Do gesso ao bronze

A estátua do Laçador, símbolo oficial de Porto Alegre, foi esculpida por Antônio Caringi, pelotense que se inspirou na figura do tradicionalista, radialista e compositor João Carlos D’Ávila Paixão Côrtes, o modelo emblemático da cultura rio-grandense, para muitos. Fundida em bronze a partir de matriz em gesso, representa o gaúcho, campeiro, pilchado em sua indumentária típica, com tirador, laço, bombacha, lenço e vincha na cabeça. Normalmente admirada de frente, olhos nos olhos, pode ser vista, também, de outros ângulos.

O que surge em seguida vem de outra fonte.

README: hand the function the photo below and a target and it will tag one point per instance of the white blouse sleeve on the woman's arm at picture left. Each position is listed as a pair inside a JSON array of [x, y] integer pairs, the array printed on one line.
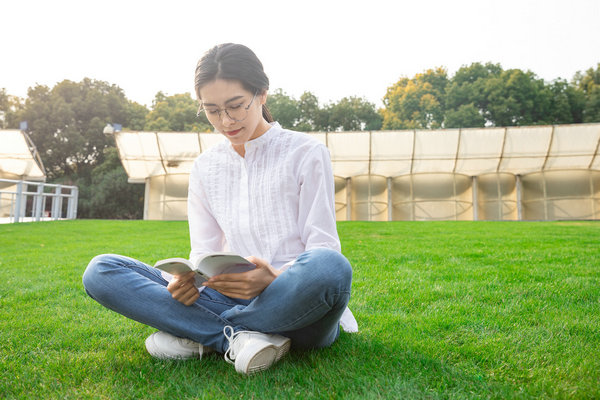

Personagens históricos e relevantes viram estátua. É fato, costume, nada contra, mas é preciso cuidado e revisão contínua. Afinal, outros fatos, frescos ou podres, podem surgir, reforçando ou manchando a tal relevância. Cancelamento é mais que uma palavra da moda, é atitude. O alvo é quem faz, ou fez, ou disse, algo discutível, não tolerado hoje, e que passa por uma, digamos, desconstrução social, gerando debates sobre racismo, xenofobia, homofobia, orientações políticas extremistas, etc. Paixão Côrtes, que faleceu em 2018, deixou uma marca indelével na cultura local. Dizem os mais próximos que era um homem simpático e afável, um mediador inteligente. Não ouvi causos, e não li matéria que o desabonasse. Ou seja, até então, o homem-monumento está livre de ser “cancelado”. Ou não? De qualquer forma, a estátua já está de pé (ou deitada, já que neste momento sofre nova intervenção e restauro), e derrubar estátuas ainda é atitude divisória. Mas esse é outro afluente, do mesmo assunto.

Dias atrás um conhecido comentarista esportivo, criticado por declarações idiotas no passado, se desculpou: “…tenho orgulho de ter aprendido, estudado a ponto de poder lutar e combater no lado certo. Eu quero aprender, o tempo todo. Cada vez mais. Estou aqui pra mudar e pra mostrar que faz parte da construção do ser humano. Os prints do passado, o meu vídeo de ontem e os registros do Andreoli de amanhã guardarei pra mostrar pros meus filhos, sobre o meu caminho humano, sobre o processo histórico que vivemos. E seguirei atento para ser um agente ativo no caminho de uma sociedade de liberdade e respeito”.

“Sirvam nossas façanhas de modelo a toda a terra”. O hino é destas bandas, mas a frase não tem fronteiras. Atitudes dignas e sinceras do ser humano, que é frágil como gesso e passível de erro, devem ser respeitadas e louvadas, e seu significado, esculpido em bronze. O Laçador, acho, concordaria.